Trouver l’inspiration
Le parcours s’ouvre sur les motifs décoratifs qui serviront d’aliment à une adaptation ou à la recréation de motifs destinés aux bijoux. Des poteries antiques aux répertoires de motifs engrangés par les dessinateurs, en passant par les publications présentant différents motifs décoratifs, des bibliothèques privées des joaillers ou des dessinateurs jusqu’aux musées, on voit apparaître tout un arsenal de figures mises à la disposition des artistes qui jouent avec eux, les reproduisent ou les détournent, les combinant entre elles, recourant aussi bien à la copie qu’à une stylisation dans l’esprit du temps.
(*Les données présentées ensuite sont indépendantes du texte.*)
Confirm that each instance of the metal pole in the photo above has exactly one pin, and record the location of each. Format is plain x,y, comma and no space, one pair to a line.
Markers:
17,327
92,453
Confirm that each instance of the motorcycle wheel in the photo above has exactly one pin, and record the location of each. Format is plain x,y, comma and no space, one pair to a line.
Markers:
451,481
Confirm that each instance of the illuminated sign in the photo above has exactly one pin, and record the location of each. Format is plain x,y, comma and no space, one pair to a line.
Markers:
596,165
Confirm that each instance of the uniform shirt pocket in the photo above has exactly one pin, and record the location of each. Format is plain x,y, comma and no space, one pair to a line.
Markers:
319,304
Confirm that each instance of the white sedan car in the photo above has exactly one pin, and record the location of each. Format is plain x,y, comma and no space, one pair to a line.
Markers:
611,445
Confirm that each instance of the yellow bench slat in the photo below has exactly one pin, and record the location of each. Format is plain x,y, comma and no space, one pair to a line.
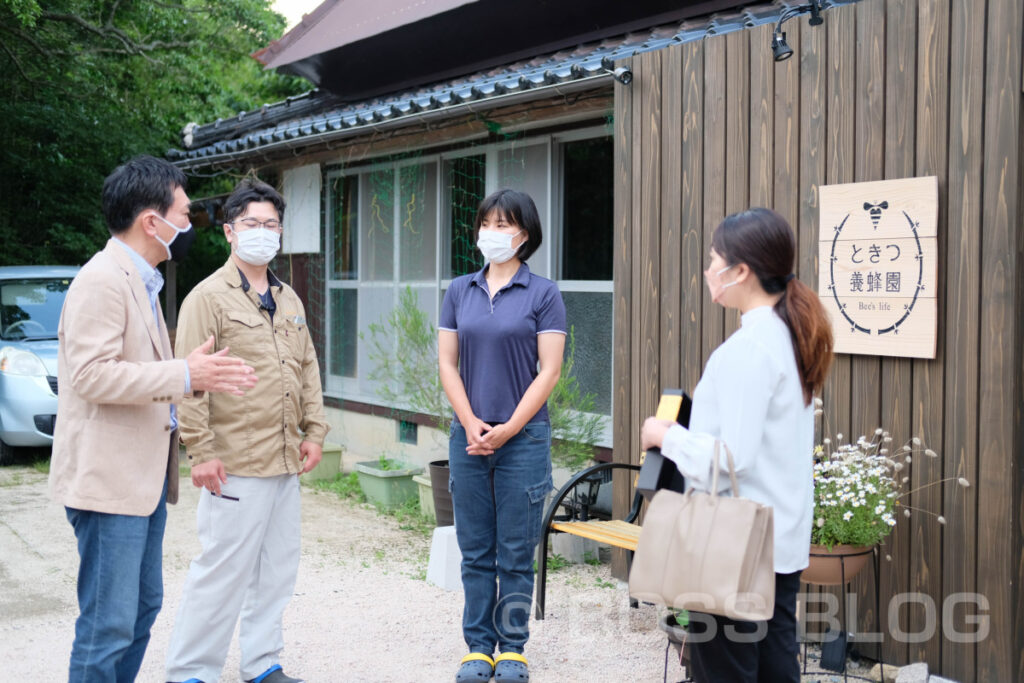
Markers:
614,532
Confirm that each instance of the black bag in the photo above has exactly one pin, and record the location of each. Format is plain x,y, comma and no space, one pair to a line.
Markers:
656,471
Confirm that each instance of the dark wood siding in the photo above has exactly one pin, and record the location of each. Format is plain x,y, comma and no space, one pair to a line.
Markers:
885,89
L’Antiquité, la Renaissance, l’art pharaonique comme les arts extrême-orientaux chinois ou japonais y trouveront leur place, alimentés, par exemple par la Grammaire de l’ornement illustrée d'exemples pris de divers styles d'ornement d’Owen Jones, paru en 1865. Tous ces éléments témoignent d’une curiosité et d’un intérêt des dessinateurs qui débordent très largement le seul objectif de la réalisation de bijoux.
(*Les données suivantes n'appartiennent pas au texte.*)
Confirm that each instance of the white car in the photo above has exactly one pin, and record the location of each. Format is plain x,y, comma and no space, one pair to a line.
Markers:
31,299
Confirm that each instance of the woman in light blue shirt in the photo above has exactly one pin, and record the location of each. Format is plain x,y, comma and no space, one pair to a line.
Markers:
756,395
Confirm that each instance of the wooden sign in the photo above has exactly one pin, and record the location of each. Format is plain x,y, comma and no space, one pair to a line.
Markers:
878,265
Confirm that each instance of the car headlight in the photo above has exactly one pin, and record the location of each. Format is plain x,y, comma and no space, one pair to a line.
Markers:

Image de gauche. Dessinateur non identifié pour Boucheron, Nécessaire papillons, vers 1945. Crayon graphite, encre et gouache au recto, encre et gouache au verso sur papier vélin translucide, 12,1 × 15 cm. Petit Palais, musée des Beaux-Arts de la Ville de Paris. Achat sur les arrérages du legs Dutuit, 2002. CCØ Paris Musées / Petit Palais, musée des Beaux-Arts de la Ville de Paris. Image de droite. René Lalique, Pendentif «Anémone des bois», vers 1900. Or, diamants, émail et pâte de verre. 6,6 × 5,2 × 2,5 cm. Petit Palais, musée des Beaux-Arts de la Ville de Paris, achat sur les arrérages du legs Dutuit, 2010. CCØ Paris Musées / Petit Palais, musée des Beaux-Arts de la Ville de Paris.
La nature, un leitmotiv qui traverse le temps
L’étude des plantes remonte à la nuit des temps mais la botanique, en tant que science, connaît un véritable essor au XVIIIe siècle, en particulier avec la classification proposée par le naturaliste suédois Carl von Linné. Alors que l’esprit encyclopédique des Lumières associe nature et culture, un fort sentiment de la nature se développe et les dessinateurs de bijoux s’inspirent de cette tendance en plein essor pour s’intéresser à la nature sous toutes ses formes. Les artistes observent sur le motif, à la campagne, au Jardin des plantes ou sur les bords de l’eau. Fleurs et fruits, oiseaux et papillons pullulent dans leurs créations. Ils y ajouteront bientôt l’étrange et l’inattendu à travers coléoptères et insectes, s’éloigneront de la précision naturaliste pour aborder la stylisation, voire l’imaginaire. L’Art nouveau en constituera la consécration, tandis qu’aux branches et bouquets fleuris et aux animaux entiers succèderont les motifs de la peau tachetée de la panthère ou la figuration rayonnée d’une roue de paon.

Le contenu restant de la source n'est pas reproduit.